I wrote a logging layer over log4j sometime ago. The layer was to encourage our developers to log at any point in the code where they thought some extra context would help resolve runtime errors. And so the layer had to have a familiar API, be effortless to code, and cheap to call. This posting is mostly about the cost to call the logger.

When a message is not going to be used you don't want to incur the cost of creating it. How often have we seen logging code that looks like this

logger.debug("short explanation: v1="+v1+"; v2="+v2+";");


Here the logged message is composed before the call to logger.debug() and it is composed even if the logging level is above DEBUG. If v1 or v2 have a complex toString() implementation, then you add this compositional time to the calling cost too.

The simple solution is to use java.text.MessageFormat with the debug() method, for example

logger.debug("short explanation: v1={0}; v2={1};", v1, v2 );


In this way, the time cost to calling debug() is the time taken to push three values on to the stack, call the method, and pop the three values off the stack. No composition time (or memory) costs are incurred at all. (I handle exception messages the same way, that is, all exception constructors accept a message pattern and message parameters and the message string is not composed until it is actually needed.)

I have since replaced Java's MessageFormat with a (mostly) compatible local implementation.
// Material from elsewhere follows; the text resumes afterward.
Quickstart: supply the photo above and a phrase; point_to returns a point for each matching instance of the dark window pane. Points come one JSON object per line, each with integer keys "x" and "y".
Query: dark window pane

This local implementation does simple composition tasks like formatting numbers without commas and Unicode escaping all non-ASCII, and non-visual characters. However, the primary reason to implement a replacement was to expand the available format types and format styles.

The first new format type added was json so that now when a parameter is so typed its value is transformed to a JSON representation before adding to the message. For example,

Map v1 = ...;
logger.debug("short explanation: v1={0,json}", v1 );


will convert v1 to a JSON string only if the log level is DEBUG

short explanation: v1={ "k1": [ "e1", "e2", ... ], "k2": [ ... ] }


(In hindsight it should have been a format style.) 

Today I added the string format type and two format styles. One format style specifies a substring of the value using a start index & length and the other a start & an end index. The start and end indexes can be given as numbers or as searches. For example, the style /foo/:10 specifies a 5 character substring starting where "foo" is first found, and the style /foo/../bar/ specifiers a substring between (and including) the two searches. The using search is particularly useful if you know that somewhere in a very long string is an identifier that would be useful to have in the log.